Une expression commence à se banaliser dans les médias et chez certains politiciens : c’est celle d’« émigration illégale ». On l’emploie beaucoup depuis quelques jours, à propos de ces Africains qui, par le désert puis par la mer, tentent de traverser l’inconnu pour rejoindre les rivages européens.

La notion d’« émigration illégale » nous alarme, pour les lendemains maléfiques qu’elle paraît annoncer.

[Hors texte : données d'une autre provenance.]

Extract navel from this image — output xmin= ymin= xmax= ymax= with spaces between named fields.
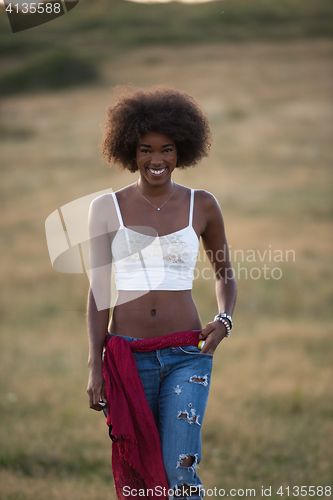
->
xmin=151 ymin=309 xmax=156 ymax=317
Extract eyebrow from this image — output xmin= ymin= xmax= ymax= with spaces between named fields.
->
xmin=138 ymin=143 xmax=175 ymax=148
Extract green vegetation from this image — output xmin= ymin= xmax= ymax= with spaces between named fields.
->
xmin=0 ymin=0 xmax=333 ymax=94
xmin=0 ymin=47 xmax=98 ymax=95
xmin=1 ymin=0 xmax=332 ymax=45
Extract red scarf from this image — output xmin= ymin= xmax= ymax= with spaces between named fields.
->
xmin=103 ymin=330 xmax=201 ymax=500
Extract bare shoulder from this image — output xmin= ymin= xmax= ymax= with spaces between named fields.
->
xmin=194 ymin=189 xmax=218 ymax=204
xmin=89 ymin=191 xmax=121 ymax=235
xmin=187 ymin=188 xmax=223 ymax=237
xmin=90 ymin=184 xmax=135 ymax=212
xmin=194 ymin=189 xmax=221 ymax=215
xmin=176 ymin=185 xmax=218 ymax=205
xmin=112 ymin=183 xmax=136 ymax=202
xmin=90 ymin=192 xmax=113 ymax=210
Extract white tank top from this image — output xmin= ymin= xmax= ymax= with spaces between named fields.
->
xmin=111 ymin=189 xmax=199 ymax=291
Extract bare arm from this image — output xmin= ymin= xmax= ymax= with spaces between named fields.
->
xmin=87 ymin=290 xmax=109 ymax=410
xmin=198 ymin=191 xmax=237 ymax=354
xmin=86 ymin=196 xmax=113 ymax=410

Elle n’est pas nouvelle puisque déjà Le Monde titrait le 23 juin 2003 : « Les Quinze ne sanctionneront pas les pays d’émigration illégale. » Peu après, le gouvernement marocain promulguait la loi n° 02-03 du 11 novembre 2003 « relative à l’entrée et au séjour des étrangers au Maroc et à l’immigration et l’émigration irrégulières », dont les articles 50 à 52 punissent sévèrement (jusqu’à vingt ans de réclusion) quiconque quitte ou aide à quitter « le territoire marocain d’une façon clandestine ». Et de fait, poussé en cela par l’Union européenne (UE), le Maroc a pris l’habitude de faire la chasse aux sortants - ce qui, on le sait, s’est soldé par une quinzaine de morts par balle lors des événements de Ceuta et Melilla de l’automne 2005.

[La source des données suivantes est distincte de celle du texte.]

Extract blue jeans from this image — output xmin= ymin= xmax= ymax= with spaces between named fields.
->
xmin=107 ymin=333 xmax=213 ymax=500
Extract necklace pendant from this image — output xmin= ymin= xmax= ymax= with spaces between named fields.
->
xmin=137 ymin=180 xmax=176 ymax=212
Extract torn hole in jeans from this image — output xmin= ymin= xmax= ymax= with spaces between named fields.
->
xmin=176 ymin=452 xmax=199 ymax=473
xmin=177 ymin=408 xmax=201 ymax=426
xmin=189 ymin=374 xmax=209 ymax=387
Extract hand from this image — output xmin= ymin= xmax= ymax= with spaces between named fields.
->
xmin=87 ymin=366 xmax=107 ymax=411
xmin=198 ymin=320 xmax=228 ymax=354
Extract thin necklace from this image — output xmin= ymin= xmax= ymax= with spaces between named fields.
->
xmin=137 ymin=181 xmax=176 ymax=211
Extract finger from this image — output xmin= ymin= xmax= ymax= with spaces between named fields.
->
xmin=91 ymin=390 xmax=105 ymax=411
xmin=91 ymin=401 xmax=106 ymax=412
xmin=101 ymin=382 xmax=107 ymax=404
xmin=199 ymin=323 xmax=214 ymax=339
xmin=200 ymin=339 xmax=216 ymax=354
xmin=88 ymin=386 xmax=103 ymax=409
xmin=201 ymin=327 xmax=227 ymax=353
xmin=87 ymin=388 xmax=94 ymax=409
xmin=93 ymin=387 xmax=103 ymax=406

Aujourd’hui, l’expression « émigration illégale » se propage, transformant le seul fait de prendre la route en un acte répréhensible. Elle vient de recevoir l’aval de la Conférence des ministres de l’intérieur de la Méditerranée occidentale (CIMO), qui s’est tenue à Nice les 11 et 12 mai 2006, sous la présidence de Nicolas Sarkozy, par un communiqué « saluant les efforts des pays de la rive sud de la Méditerranée pour contenir l’émigration illégale vers l’Europe ». Plus au sud, les autorités sénégalaises viennent d’annoncer qu’elles ont procédé sur leur propre territoire à l’arrestation de plus de 1 500 « candidats à l’émigration clandestine » qui s’apprêtaient à rejoindre les Canaries en pirogue (AFP, 22 mai 2006).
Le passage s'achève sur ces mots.